Health care provider autonomy

The ACCC-DD states:

“The Applicants have not sought authorisation for the HH Buying Group to engage in the collective boycott of any services of a Provider. This means that no Provider would be obliged to deal with the HH Buying Group and the HH Buying Group would not be permitted to boycott any Providers that refuse to deal with the group.”

But does this really protect those medical practitioners (small businesses in ACCC terms) who do not wish to participate in “value-based contracts”? Such practitioners may be forced out of locations due to lack of access to diagnostic services and hospitals. As these large payers get larger, they are likely to absorb more doctors and allied services. Therefore, those not in their groups may not be able to access those services. This is particularly risky for doctors with hospital visiting rights, as these groups are also buying hospitals or doing deals with private hospitals that may exclude doctors who are not signed up. There are only so many visiting positions at public hospitals, so the risk is that we create a generation of specialists with plenty of skill and nowhere to work. The Australian Doctors Federation wonders how this complies with the ACCC’s remit of “supporting fair trading in markets affecting consumers and small business”.

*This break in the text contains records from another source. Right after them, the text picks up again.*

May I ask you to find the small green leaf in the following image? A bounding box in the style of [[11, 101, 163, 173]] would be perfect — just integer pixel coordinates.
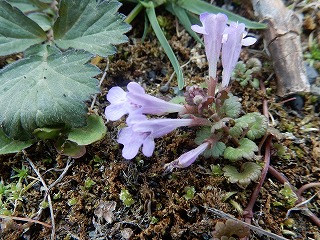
[[223, 138, 258, 161], [243, 112, 268, 140], [68, 114, 107, 145], [177, 0, 267, 29], [33, 128, 62, 140], [0, 128, 33, 154], [56, 138, 86, 158], [166, 1, 203, 44], [230, 112, 268, 140], [203, 142, 226, 158], [0, 1, 47, 56], [53, 0, 130, 57], [0, 46, 100, 140], [220, 93, 241, 118], [28, 12, 53, 31], [146, 1, 184, 90], [222, 162, 261, 187], [183, 186, 196, 200], [194, 127, 212, 145]]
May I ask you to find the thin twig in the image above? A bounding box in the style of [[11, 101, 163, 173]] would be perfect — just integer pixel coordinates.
[[49, 157, 74, 190], [0, 214, 52, 228], [243, 135, 272, 224], [22, 150, 56, 240], [206, 207, 288, 240], [297, 182, 320, 197]]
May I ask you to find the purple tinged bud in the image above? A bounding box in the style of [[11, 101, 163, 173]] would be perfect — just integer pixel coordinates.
[[165, 142, 210, 171], [191, 13, 228, 79]]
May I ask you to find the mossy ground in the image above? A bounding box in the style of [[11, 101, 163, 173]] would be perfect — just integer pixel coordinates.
[[0, 0, 320, 239]]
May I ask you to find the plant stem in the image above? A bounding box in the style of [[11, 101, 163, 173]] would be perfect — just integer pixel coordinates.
[[124, 2, 143, 23], [243, 135, 272, 224]]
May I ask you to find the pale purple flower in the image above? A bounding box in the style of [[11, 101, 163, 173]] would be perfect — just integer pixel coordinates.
[[105, 82, 186, 121], [221, 22, 256, 87], [191, 13, 228, 79], [118, 114, 194, 160], [165, 142, 210, 171]]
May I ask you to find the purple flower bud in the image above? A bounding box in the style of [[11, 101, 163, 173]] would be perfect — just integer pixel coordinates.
[[105, 82, 186, 121], [221, 22, 256, 87], [165, 142, 209, 171], [191, 13, 228, 79], [118, 114, 194, 160]]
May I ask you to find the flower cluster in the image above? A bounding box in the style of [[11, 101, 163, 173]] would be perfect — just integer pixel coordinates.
[[191, 13, 256, 87], [105, 13, 255, 170]]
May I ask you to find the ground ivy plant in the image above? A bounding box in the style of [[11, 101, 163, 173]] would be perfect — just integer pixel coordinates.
[[122, 0, 266, 89], [105, 13, 268, 187], [0, 0, 130, 157]]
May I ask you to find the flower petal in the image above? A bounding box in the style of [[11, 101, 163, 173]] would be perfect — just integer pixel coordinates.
[[241, 37, 257, 47]]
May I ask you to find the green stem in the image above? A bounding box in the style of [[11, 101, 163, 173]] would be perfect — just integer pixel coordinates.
[[124, 2, 143, 23]]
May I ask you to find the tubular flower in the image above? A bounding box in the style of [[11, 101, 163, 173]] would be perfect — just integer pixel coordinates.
[[191, 13, 228, 79], [221, 22, 256, 87], [165, 142, 210, 171], [118, 114, 194, 160], [105, 82, 186, 121]]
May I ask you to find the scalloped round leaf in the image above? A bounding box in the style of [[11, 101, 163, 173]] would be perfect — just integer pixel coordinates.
[[222, 162, 261, 187], [0, 47, 100, 140], [203, 142, 226, 158], [245, 112, 268, 140], [0, 128, 33, 154], [55, 138, 86, 158], [33, 128, 62, 140], [0, 1, 47, 56], [68, 114, 107, 145], [53, 0, 131, 57], [220, 94, 241, 118], [223, 138, 258, 161], [194, 127, 212, 145]]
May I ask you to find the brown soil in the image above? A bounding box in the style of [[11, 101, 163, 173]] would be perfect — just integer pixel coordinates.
[[0, 0, 320, 240]]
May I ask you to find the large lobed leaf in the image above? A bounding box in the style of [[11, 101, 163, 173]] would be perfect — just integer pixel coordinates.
[[0, 1, 47, 56], [0, 46, 100, 140], [53, 0, 130, 56]]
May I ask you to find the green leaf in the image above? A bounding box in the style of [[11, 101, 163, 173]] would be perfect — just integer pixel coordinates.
[[146, 2, 184, 90], [68, 114, 107, 145], [222, 162, 261, 187], [194, 127, 212, 145], [203, 142, 226, 158], [230, 112, 268, 140], [220, 93, 241, 118], [33, 128, 62, 140], [56, 138, 86, 158], [0, 46, 100, 140], [166, 2, 203, 44], [0, 1, 47, 56], [53, 0, 130, 57], [223, 138, 258, 161], [177, 0, 267, 29], [0, 128, 33, 154], [28, 13, 53, 31], [6, 0, 52, 13]]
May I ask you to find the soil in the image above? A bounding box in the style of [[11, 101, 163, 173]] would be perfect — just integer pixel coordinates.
[[0, 0, 320, 240]]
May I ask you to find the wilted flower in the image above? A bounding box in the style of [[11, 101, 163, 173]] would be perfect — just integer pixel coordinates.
[[105, 82, 186, 121], [191, 13, 228, 79], [165, 142, 210, 171], [118, 114, 194, 159], [221, 22, 256, 87]]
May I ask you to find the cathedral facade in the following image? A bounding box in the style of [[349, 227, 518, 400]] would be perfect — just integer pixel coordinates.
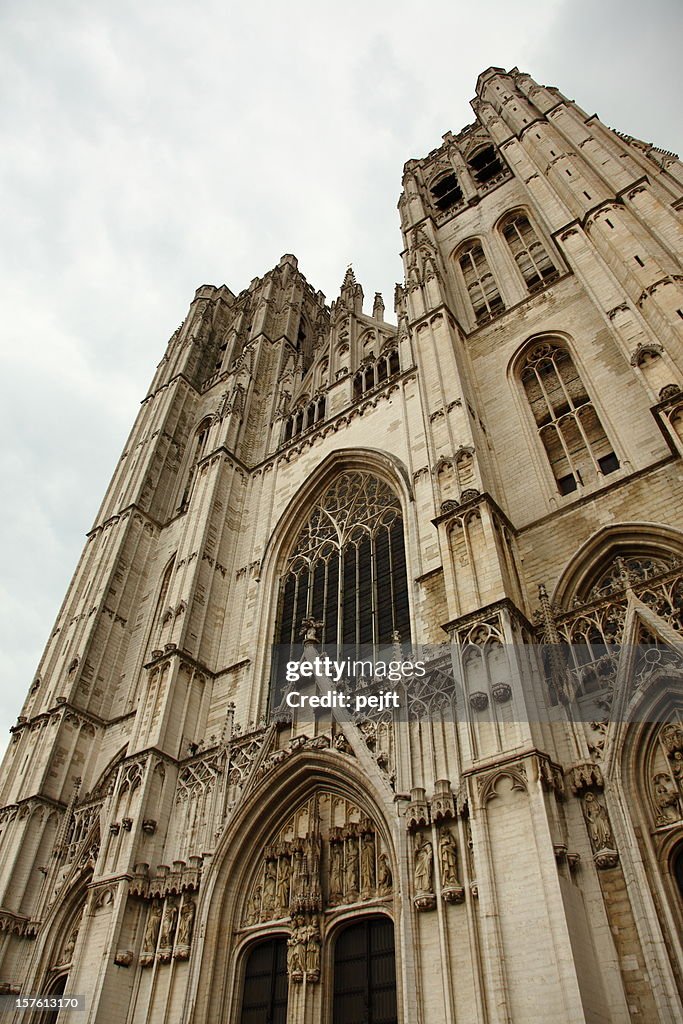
[[0, 68, 683, 1024]]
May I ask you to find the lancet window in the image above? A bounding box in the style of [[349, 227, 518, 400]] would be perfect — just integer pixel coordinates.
[[283, 394, 327, 443], [502, 212, 558, 292], [458, 242, 505, 324], [240, 936, 288, 1024], [332, 916, 398, 1024], [521, 341, 620, 495], [179, 417, 211, 512], [430, 174, 463, 213], [353, 348, 400, 401]]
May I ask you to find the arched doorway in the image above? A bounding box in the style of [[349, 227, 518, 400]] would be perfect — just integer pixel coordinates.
[[333, 915, 398, 1024], [240, 936, 288, 1024]]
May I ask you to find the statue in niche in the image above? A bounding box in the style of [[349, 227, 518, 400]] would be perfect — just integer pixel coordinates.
[[159, 903, 178, 949], [176, 895, 197, 946], [652, 772, 681, 825], [305, 918, 321, 981], [584, 792, 614, 853], [438, 828, 460, 887], [278, 856, 292, 913], [330, 843, 344, 903], [142, 900, 161, 953], [345, 836, 358, 897], [263, 860, 278, 914], [661, 722, 683, 757], [415, 835, 434, 893], [360, 833, 375, 899], [57, 920, 80, 967], [377, 853, 393, 896], [246, 884, 261, 925]]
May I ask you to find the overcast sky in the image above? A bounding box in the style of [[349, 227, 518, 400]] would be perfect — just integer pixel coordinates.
[[0, 0, 683, 745]]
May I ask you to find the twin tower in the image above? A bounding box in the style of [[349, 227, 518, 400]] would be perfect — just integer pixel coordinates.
[[0, 68, 683, 1024]]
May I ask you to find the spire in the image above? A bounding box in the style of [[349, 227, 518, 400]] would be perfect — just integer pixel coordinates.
[[339, 263, 362, 313]]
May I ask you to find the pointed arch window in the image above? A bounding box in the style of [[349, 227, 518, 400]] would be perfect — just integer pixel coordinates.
[[240, 936, 288, 1024], [273, 470, 411, 700], [332, 916, 398, 1024], [521, 341, 620, 495], [178, 417, 212, 512], [458, 242, 505, 324], [502, 211, 558, 292]]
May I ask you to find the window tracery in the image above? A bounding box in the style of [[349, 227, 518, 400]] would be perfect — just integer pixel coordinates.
[[502, 211, 558, 292], [521, 341, 620, 495], [275, 470, 411, 688]]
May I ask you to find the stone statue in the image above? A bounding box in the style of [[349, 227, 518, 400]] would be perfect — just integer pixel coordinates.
[[415, 838, 434, 893], [176, 896, 197, 946], [287, 915, 306, 980], [377, 853, 393, 896], [330, 843, 344, 903], [278, 857, 292, 913], [142, 900, 161, 952], [652, 772, 681, 825], [159, 903, 178, 949], [438, 828, 460, 887], [263, 860, 278, 914], [345, 836, 358, 896], [360, 834, 375, 897], [245, 884, 261, 925], [306, 920, 321, 981], [584, 792, 614, 853]]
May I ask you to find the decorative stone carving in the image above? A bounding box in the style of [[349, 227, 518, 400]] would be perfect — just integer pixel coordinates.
[[414, 834, 436, 910], [490, 683, 512, 703], [173, 895, 197, 959], [438, 828, 465, 903], [584, 791, 618, 868], [405, 786, 429, 828], [377, 853, 392, 896], [431, 778, 456, 823]]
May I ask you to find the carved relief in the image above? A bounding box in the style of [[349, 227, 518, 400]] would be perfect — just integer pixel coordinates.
[[173, 895, 197, 959], [438, 828, 465, 903]]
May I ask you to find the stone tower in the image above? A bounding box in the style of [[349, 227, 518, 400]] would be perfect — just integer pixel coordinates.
[[0, 68, 683, 1024]]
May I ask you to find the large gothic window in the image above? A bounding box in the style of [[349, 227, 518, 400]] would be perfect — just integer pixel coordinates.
[[333, 918, 398, 1024], [458, 242, 505, 324], [275, 470, 411, 696], [503, 212, 557, 292], [240, 937, 288, 1024], [521, 341, 618, 495]]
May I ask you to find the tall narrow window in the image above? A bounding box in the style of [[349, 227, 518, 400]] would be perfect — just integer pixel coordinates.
[[272, 470, 411, 705], [459, 242, 505, 324], [521, 341, 618, 495], [503, 213, 557, 292], [332, 918, 398, 1024], [178, 418, 211, 512], [240, 937, 288, 1024]]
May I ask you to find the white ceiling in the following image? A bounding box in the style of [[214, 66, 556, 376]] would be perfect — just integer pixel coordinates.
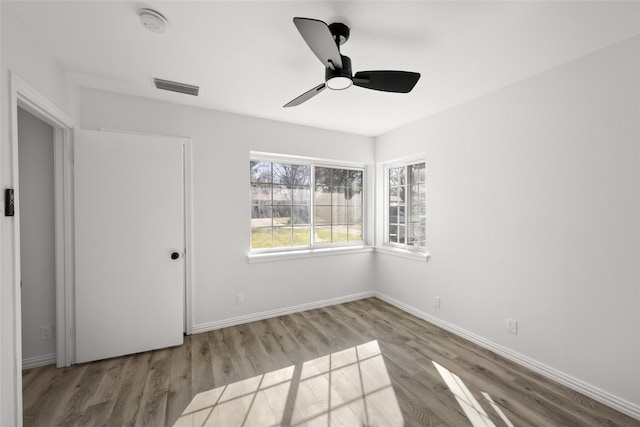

The HH intends to represent third-party funders, including health funds, in a major campaign to sign doctors into unregulated and as yet unseen “value-based contracts”. There is nothing to stop health funds altering existing rules of no-gap and known-gap products in order to drive medical practitioners into proposed contract arrangements by making it extremely difficult, to the point of non-viability, not to participate on “take it or leave it” conditions.

We only need to look at the way Cigna and similar companies operate in the US for evidence (for those who have time this podcast paints the picture very well). There is no reason to believe that such corporate mischief won’t happen here. Indeed, the Australian Dental Association (ADA) in its submission to the ACCC on this matter stated:

“[BUPA] recently wrote to all dentists in Australia [and possibly all primary health care providers] indicating that the mere provision of a service to a person who had purchased [a BUPA] insurance product is an acceptance of contractual terms [determined by BUPA]. [BUPA explicitly stated that if those] terms are not accepted, [a practitioner is to notify BUPA and that] practice will be ‘de-recognised’, [upon which BUPA] will not pay any claim by the patient [under the patient’s policy for treatment by that provider].”

The way forward

Submissions on the ACCC-DD were due before 11 June 2021. The overall message from the parties that submitted was clear: the ACCC must reconsider its draft decision and reject the HH proposal in toto.

Any future application should be subject to a full, transparent public inquiry and appropriate regulation of the proposed conduct to protect Australian consumers and health care professionals.

Regardless of the ACCC final determination, this matter is far from over. Beyond any consumer and competition considerations, the health, data and privacy concerns need further scrutiny by parties other than the ACCC. It is up to all of us to show interest and make our voices heard.

Dr Aniello Iannuzzi is Chair of the Australian Doctors’ Federation. He is a rural GP.